Ibu Muda Berjuang 12 Tahun Mencari Keadilan Atas Lelang Fiktif Bank Mega, Indikasi Diduga Pemalsuan Tanda Tangan Pada APHT

TEROPONG BARAT

- Redaksi

Selasa, 5 Mei 2026 - 16:50 WIB

4011 views
facebook twitter whatsapp telegram line copy

URL berhasil dicopy

facebook icon twitter icon whatsapp icon telegram icon line icon copy

URL berhasil dicopy

JAKARTA (5/05/2026) Kabupaten Bekasi. Beberapa kasus dugaan lelang fiktif, sepihak, atau bermasalah terkait agunan nasabah pernah menyeret nama Bank Mega dan anak usahanya, yang berujung pada laporan ke kepolisian atau OJK. Modus yang dilaporkan mencakup lelang aset jaminan tanpa pemberitahuan atau melanggar prosedur.

Kembali warga Pondok Tanah Mas, Jalan Wijayanti II Blok C 9 No. 14, Kec. Cibitung, Kel. Wanasari, Kab. Bekasi, Jawa Barat, mengeluhkan kecurangan Bank Mega yang melakukan lelang tanpa pemberitahuan kepada debitur yang selalu sudah melakukan prosedur yang benar, yang dalam hal ini dialami sendiri oleh Siti Rusdahniar hingga mengakibatkan kehilangan aset rumah dan tanah. Diduga ada campur tangan mantan Pak RT Wahyudi, keluarga, dan beberapa warga setempat.

“Rumah dan tanah saya dieksekusi tanpa ada pemberitahuan oleh Bank Mega melalui Pengadilan Negeri manapun pada tahun 2015,” keluhnya kepada awak media.

ADVERTISEMENT

SCROLL TO RESUME CONTENT

Hal ini berawal pada tahun 2011, mengikuti anjuran mantan suami meminjam modal usaha UMKM untuk konveksi. Tetapi mantan suami tidak bisa menjalankan sehingga menjadi bangkrut.

“Pada tahun 2011 memang kondisi saya sedang merintis usaha bersama mantan suami dan ada orderan seragam pabrik bekerja sama dengan teman yang mempunyai konveksi, kemudian anjuran mantan suami saya minta kepada pihak bank untuk dibantu terkait permasalahannya pembiayaan modal kerja sempat saya tolak pada saat akan akad perjanjian di bank. Berhubung saya sedang hamil tidak konsentrasi dalam menjalankan usaha, diambil alih mantan suami (pada saat itu masih suami belum cerai), saya pasca lahiran, ternyata tidak bisa menjalankan dan bangkrut, dan tahap-tahap penangguhan, mediasi, dll dilakukan tetapi pihak bank mempermainkan,” kata Siti Rusdahniar.

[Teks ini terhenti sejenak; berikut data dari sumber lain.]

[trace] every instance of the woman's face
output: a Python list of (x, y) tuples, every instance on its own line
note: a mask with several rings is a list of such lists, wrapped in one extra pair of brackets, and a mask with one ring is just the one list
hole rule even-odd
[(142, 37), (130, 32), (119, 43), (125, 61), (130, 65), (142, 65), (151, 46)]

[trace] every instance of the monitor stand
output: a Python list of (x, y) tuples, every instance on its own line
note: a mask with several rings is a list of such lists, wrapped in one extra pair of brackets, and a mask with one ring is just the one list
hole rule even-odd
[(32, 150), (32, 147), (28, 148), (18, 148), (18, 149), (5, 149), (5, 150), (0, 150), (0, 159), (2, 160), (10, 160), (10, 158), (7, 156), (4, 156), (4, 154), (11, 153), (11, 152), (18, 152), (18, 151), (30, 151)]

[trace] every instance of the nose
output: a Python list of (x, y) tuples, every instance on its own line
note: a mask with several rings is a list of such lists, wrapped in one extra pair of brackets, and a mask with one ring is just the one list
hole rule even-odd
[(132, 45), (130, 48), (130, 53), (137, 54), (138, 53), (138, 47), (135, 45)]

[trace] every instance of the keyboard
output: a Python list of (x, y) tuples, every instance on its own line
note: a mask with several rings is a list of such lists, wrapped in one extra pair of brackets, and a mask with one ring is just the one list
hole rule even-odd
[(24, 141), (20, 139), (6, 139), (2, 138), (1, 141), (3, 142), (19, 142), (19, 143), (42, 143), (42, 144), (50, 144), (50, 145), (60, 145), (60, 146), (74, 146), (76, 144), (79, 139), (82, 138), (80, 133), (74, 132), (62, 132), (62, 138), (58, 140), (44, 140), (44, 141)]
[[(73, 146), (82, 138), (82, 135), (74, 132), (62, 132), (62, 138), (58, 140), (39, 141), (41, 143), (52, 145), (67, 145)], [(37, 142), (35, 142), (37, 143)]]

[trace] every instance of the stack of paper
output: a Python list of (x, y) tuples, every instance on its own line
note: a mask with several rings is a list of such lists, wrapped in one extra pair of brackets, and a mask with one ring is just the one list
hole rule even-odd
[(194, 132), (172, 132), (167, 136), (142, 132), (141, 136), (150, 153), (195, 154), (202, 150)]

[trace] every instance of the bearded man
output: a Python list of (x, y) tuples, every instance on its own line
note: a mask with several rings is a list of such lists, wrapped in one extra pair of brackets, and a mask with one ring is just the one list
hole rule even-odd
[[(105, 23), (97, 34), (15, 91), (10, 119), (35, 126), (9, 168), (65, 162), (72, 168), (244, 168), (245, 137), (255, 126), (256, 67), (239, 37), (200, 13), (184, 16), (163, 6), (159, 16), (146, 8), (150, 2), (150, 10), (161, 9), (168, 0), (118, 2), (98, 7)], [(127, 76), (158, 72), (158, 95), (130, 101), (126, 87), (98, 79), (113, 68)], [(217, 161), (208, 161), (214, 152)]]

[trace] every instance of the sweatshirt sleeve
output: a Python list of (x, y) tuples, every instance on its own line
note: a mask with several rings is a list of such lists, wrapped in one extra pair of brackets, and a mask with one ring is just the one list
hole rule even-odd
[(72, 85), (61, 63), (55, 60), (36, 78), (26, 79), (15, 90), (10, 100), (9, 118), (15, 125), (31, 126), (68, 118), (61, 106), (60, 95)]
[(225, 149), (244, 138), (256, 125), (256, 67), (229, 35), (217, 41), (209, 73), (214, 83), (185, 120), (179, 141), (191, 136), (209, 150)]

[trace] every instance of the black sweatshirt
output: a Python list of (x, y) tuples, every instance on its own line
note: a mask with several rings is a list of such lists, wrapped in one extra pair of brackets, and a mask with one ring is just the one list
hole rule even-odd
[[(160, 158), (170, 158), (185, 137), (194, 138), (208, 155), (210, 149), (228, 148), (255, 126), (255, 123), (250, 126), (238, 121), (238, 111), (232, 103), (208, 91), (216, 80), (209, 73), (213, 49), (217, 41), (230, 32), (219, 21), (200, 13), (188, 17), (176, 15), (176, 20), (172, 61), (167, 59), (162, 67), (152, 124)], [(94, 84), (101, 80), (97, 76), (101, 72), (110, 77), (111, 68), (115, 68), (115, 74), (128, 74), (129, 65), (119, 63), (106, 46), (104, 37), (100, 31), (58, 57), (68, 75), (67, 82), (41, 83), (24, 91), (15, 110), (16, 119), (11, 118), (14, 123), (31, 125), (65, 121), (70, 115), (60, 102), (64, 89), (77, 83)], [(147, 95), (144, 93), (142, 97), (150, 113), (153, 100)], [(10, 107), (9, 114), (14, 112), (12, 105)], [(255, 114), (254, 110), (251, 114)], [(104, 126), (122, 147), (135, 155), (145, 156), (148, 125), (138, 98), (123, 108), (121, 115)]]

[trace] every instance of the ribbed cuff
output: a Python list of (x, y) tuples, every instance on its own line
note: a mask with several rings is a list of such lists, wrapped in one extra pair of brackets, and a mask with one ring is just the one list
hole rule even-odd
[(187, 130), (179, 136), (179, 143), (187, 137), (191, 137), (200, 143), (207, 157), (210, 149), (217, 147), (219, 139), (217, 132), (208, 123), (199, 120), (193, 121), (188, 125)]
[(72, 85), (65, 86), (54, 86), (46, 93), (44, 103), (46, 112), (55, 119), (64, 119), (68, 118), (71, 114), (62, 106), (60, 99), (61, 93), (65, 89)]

“Akhirnya pada tahun 2012, saya disuruh membuat surat pernyataan yang berisi bahwa mengajukan permohonan pelunasan kredit di Bank Mega sebesar Rp. 203 juta. Outstanding dibesar-besarkan, proses keringanan, penangguhan, dll dilakukan. Lalu, saya dan pihak Bank Mega membuat perjanjian jual bersama tetapi surat tidak dikasih ke saya. 2013, calon pembeli 2 orang lalu tidak lama ditolak dan pelaksanaan lelang hanya beda 2 hari setelah saya datang ke bagian remedial Bank Mega kantor pusat di Jakarta. Anehnya, sekitar 1 bulan setelah membuat surat tersebut, tiba-tiba ada orang yang datang dan mengaku sebagai pemenang lelang rumah tersebut. Padahal saya tidak terima surat panggilan lelang dikirim ke rumah kosong karena akan jual bersama, tidak ada panggilan atau surat peringatan setelah membuat surat pernyataan itu, dan pemenang lelang datang ke pembeli rumah dari saya pernah ke Bank Mega pusat, kok bisa ini saja saya masih menunggu kabar surat pengajuan dari Bank Mega pusat, kok tahu-tahu ke sini, kok katanya sudah mengaku pemenang lelang,” ungkapnya.

Akhirnya pihak pemenang lelang bersikukuh dan menghindar untuk bertemu saya karena sudah membeli melalui lelang. Dan ia menyuruhnya menanyakan kembali ke Bank Mega setelah saya hubungi melalui telepon. Ada oknum yang menempati dan merusak objek rumah.

“Saya datang ke Bank Mega, karena awam jadi diambil kesempatan oleh oknum-oknum yang itu dan dengki dengan saya.” Pulang dengan menelan pil pahit.

Pada tahun 2014, saya lapor polisi dan ajukan gugatan. Masih proses pengadilan berjalan. Surat rumah sudah berganti nama. Belum inkracht dalam persidangan yang masih berlangsung di PN Bekasi.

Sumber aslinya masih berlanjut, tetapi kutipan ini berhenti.